Milei è al settantacinque per cento italiano, “perché i due genitori di mio padre erano italiani e da parte di mia madre la mamma era di origine italiane”. E questo crede abbia influito sulla sua passione per l’opera: “Rossinini, Bellini, Donizetti, Verdi, Puccini. Tutto è nato con il Nabucco. Io non mi arrabbio mai, io sono un appassionato. Sono come un personaggio di Puccini”. L’altro Paese che ammira è Israele. Lo ha visitato prima di venire in Italia e si è commosso sul muro del pianto. Milei è partito da solo: “Eravamo in due. Un giornalista piuttosto volgare ha detto che eravamo solo due persone in un ambito di centocinquantasette deputati, non riuscirete a far nulla perché non siete nulla. Io gli ho ricordato che nel primo libro dei Maccabei, 3:19, la vittoria della lotta non dipende dalla quantità dei soldati ma dalla forza che arriva dal cielo”. Ma com’è possibile vincere, chiede Porro, dicendo alla gente: “Votatemi, ma io non vi do nulla. Vi ammazziamo dal punto di vista sociale”? E Milei risponde citando l’economista spagnolo Jesús Huerta de Soto: “I piani contro la povertà aumentano la povertà, i piani contro la disoccupazione aumentano la disoccupazione. Evidentemente il cinquantasei per cento degli argentini lo ha capito molto bene. C’è sete di libertà”. Anche in Italia c’è? Forse di meno. Milei ha incontrato il Papa, con cui si è trovato per motivi di fatto (“è l’argentino più importante, il capo dei cattolici”) a costruire un rapporto positivo pur pensandola in modo diametralmente opposto, e la premier Giorgia Meloni: “Ammirevole per il suo coraggio.

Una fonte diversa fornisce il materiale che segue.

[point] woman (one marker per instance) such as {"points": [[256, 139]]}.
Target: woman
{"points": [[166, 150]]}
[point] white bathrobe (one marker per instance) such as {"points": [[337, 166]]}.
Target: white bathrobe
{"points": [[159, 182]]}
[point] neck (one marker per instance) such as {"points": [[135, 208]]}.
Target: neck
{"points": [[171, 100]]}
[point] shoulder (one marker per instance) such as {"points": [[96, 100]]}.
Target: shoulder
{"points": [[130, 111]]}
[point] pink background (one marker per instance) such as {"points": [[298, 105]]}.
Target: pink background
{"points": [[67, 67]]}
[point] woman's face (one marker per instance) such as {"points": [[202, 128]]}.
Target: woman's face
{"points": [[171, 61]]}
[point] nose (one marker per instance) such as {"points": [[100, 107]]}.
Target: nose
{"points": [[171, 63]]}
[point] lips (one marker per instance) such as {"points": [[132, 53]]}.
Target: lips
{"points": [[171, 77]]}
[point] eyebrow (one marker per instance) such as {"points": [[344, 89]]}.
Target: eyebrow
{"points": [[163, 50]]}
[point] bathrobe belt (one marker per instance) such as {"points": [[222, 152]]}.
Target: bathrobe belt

Mi ha ispirato molto, poi uno prende ispirazione e continua su quella strada”. Una strada di lotta costante verso la casta (“i politici non sono lo specchio della popolazione; sono il peggio della popolazione”) e verso i comunisti: “Non esistono più? Ci sono moltissimi socialisti che a lungo termine vorrebbero arrivare al comunismo. Sono dei comunisti vigliacchi. Il comunismo è stato sconfitto dalla teoria economica. Allora ho pensato che i comunisti si rifiutassero di apprendere. Quindi ho pensato fosse un problema mentale. Ma poi mi sono reso conto che era qualcosa di molto peggio, una malattia dell’anima. Quando il socialismo è stato applicato bene non dobbiamo dimenticare che hanno assassinato più di sei milioni di esseri umani”. Se non volete che l’anima marcisca, guardate l’orizzonte libertario. Guardate a Milei. Viva la libertad, carajo!